Portals for the setup and execution of MD simulations on the EGI computational infrastructure have been developed within the WeNMR project (www.wenmr.eu) and have been used since 2010. The applications supported are free dynamics and MD-based refinement of protein structures, with limited capabilities for analysis of trajectories.
Currently, the portals are being upgraded to execute simulations on GPU computational resources, which can significantly speed up calculations and thus allow users to perform longer simulations, up to more biologically relevant time scales. In parallel, these portals will be endowed with a larger set of predefined applications in order to support a broader scope of applications. By implementing these in the INDIGO-DataCloud environment, users will be able to exploit state-of-the-art approaches on the most appropriate computational infrastructure, in a transparent manner.
The community involves researchers from academia as well as, potentially, pharma and biotech companies. The researchers will include: i) biologists, who want to validate hypotheses on functional mechanisms relying on macromolecular dynamics; ii) pharmacologists, who are interested especially in ligand docking applications; iii) experts in MD simulations, typically with a background in physics or physical chemistry and an interest in the development of MD methods and their validation through experimental data. The first two profiles will often have only very basic fundamentals in understanding of the complexity of MD simulations and little or none skills in cloud/distributed computing.

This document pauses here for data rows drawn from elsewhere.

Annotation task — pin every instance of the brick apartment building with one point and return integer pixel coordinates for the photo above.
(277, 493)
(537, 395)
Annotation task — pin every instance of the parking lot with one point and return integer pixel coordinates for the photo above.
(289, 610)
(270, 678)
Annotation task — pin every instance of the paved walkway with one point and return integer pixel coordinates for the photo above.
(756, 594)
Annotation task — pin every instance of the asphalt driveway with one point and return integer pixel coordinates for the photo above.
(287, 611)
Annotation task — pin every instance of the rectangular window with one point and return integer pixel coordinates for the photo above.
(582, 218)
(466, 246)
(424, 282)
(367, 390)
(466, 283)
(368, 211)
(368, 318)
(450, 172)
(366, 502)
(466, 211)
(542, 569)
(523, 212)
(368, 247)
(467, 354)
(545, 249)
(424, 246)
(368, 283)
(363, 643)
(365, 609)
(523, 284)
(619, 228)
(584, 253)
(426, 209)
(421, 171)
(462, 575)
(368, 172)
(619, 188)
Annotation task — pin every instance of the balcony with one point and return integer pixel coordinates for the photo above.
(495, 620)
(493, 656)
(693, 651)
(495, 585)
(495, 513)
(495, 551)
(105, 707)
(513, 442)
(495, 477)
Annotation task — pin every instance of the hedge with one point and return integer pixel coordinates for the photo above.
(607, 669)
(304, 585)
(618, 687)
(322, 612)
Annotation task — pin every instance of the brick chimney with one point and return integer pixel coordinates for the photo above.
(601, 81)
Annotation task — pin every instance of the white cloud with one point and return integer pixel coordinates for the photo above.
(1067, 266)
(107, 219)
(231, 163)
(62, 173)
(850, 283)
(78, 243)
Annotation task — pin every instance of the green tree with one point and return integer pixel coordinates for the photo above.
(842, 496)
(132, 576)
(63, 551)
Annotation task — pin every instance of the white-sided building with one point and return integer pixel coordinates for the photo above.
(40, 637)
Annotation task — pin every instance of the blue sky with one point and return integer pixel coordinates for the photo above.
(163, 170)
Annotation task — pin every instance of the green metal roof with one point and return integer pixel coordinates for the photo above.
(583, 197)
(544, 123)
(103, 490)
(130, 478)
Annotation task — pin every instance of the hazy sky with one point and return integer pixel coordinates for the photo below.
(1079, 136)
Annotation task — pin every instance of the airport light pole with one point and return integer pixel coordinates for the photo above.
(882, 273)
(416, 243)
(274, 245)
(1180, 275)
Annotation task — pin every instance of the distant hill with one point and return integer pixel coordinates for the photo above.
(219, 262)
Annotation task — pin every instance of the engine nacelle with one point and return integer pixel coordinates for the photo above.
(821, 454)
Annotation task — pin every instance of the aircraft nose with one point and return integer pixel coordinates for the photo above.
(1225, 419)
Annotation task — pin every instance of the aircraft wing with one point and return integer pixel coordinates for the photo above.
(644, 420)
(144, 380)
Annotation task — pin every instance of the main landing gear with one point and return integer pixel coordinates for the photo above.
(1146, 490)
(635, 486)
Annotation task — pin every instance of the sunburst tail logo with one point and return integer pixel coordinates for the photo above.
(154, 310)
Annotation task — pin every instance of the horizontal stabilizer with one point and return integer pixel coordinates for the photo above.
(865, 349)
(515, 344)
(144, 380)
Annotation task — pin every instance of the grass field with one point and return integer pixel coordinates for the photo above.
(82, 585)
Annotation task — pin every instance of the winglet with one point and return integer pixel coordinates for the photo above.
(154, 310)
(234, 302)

End users will be associated to projects, and guided in their work via simple graphical interfaces, e.g. integrated within the web browser. The range of applications can extend from unrestrained “brute-force” molecular dynamics simulation towards more methodologically sophisticated pathway-dependent free-energy calculations (umbrella sampling simulations); accelerated sampling techniques, performing of high-throughput virtual screening by means of macromolecular docking or post-processing trajectory analysis techniques (MMGBSA); simulation and explicit analysis of specified reactional pathways of protein-ligand binding/diffusion using steered MD protocol. Finally end-users will obtain opportunity to perform biomolecular simulations constrained by means of experimental data e.g via using NMR constrains or alternatively ensembles of X-ray structures or alternatively to perform MD-based sampling of experimentally solved structures using different experimental techniques and/or under various external conditions.

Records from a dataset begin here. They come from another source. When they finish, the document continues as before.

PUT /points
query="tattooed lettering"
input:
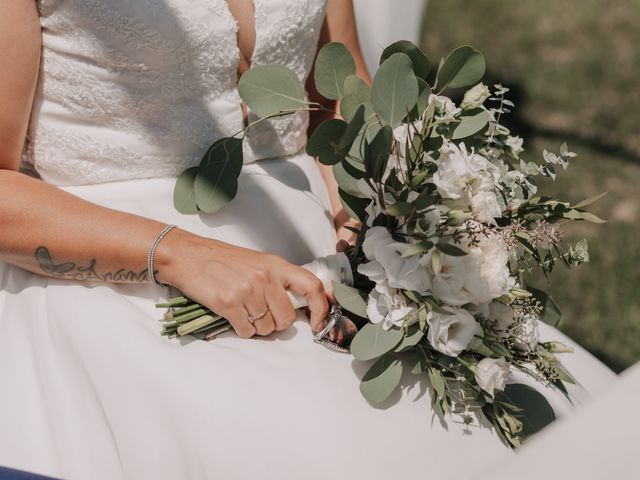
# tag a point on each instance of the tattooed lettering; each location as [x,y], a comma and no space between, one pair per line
[73,271]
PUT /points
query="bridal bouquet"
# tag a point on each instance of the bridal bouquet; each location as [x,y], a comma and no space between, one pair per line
[452,228]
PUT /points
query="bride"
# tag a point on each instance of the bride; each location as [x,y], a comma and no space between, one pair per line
[115,99]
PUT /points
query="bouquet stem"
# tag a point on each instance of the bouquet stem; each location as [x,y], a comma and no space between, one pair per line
[186,317]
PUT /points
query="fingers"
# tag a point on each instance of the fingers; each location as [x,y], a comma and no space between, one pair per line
[302,282]
[239,319]
[280,305]
[342,246]
[256,307]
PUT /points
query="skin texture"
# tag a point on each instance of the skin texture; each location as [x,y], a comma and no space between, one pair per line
[66,237]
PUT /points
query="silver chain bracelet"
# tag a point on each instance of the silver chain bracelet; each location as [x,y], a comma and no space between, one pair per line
[152,253]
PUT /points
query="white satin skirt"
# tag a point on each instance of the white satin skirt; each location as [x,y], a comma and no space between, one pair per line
[89,389]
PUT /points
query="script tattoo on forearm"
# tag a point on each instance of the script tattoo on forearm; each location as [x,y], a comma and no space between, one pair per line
[73,271]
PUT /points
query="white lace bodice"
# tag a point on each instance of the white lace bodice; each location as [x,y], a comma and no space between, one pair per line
[141,88]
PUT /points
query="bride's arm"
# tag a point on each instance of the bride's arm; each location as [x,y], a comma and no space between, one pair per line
[52,233]
[339,26]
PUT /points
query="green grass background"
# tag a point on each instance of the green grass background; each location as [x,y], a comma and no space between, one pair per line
[574,70]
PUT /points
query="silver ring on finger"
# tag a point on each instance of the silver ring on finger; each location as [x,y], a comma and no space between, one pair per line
[252,318]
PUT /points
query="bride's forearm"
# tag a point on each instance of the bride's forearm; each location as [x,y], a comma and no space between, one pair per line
[52,233]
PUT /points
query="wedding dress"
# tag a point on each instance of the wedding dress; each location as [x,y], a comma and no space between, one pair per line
[130,94]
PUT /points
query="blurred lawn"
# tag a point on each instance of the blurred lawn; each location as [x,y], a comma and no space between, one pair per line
[573,67]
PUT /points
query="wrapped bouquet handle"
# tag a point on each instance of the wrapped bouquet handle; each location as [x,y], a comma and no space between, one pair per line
[329,269]
[186,317]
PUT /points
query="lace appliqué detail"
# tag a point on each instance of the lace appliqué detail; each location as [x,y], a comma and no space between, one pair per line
[141,89]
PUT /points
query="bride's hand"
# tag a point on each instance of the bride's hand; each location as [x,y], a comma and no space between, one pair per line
[346,237]
[239,283]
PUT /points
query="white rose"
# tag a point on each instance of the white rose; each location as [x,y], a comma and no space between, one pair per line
[475,97]
[451,334]
[389,306]
[492,374]
[485,206]
[478,277]
[461,174]
[446,110]
[387,264]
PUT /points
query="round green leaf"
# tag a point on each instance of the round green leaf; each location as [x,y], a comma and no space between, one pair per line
[395,89]
[216,183]
[184,197]
[421,63]
[353,130]
[411,338]
[345,180]
[354,206]
[271,89]
[367,132]
[464,66]
[471,124]
[377,153]
[381,379]
[423,100]
[356,93]
[324,143]
[373,341]
[536,412]
[333,65]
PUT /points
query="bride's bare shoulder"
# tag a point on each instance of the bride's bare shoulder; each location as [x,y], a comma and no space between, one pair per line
[19,63]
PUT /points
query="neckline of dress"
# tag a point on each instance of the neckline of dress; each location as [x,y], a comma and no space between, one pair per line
[236,43]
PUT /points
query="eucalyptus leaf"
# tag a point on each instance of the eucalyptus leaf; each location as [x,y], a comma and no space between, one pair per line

The main objective is the implementation of interfaces that allow users to run multi-threading as well as MPI-based molecular dynamics simulations depending on specific needs, provide access to the simulated data (trajectories) and perform standardized analyses of the trajectories. Cloud technologies would be instrumental both to obtain access to different types of computational resources and to allow the post-simulation analysis of trajectories without the need to move the data from the researchers’ lab.
There are several bottlenecks for the community to benefit of state-of-the-art simulations of molecular dynamics, related to the i) automatical adjustment of the simulation setup towards particular molecular system; ii) the computational power required to run the long unrestrained simulations by using multi-core processors and/or GPU-based systems as well as a suitable implementation of MPI libraries; iii) large output datasets produced by the simulation that must be stored for subsequent analysis using dedicated tools. In all of those cases a researchers needs to locally install and maintain his/her own version of the MD software, and will experience a high barrier to adopt more recent tools. Moreover huge computational resources when multiple protein conformations are processed in parallel. The technological infrastructure developed by INDIGO-DataCloud will be key to remove such bottlenecks, especially for users who are not computer-savvy.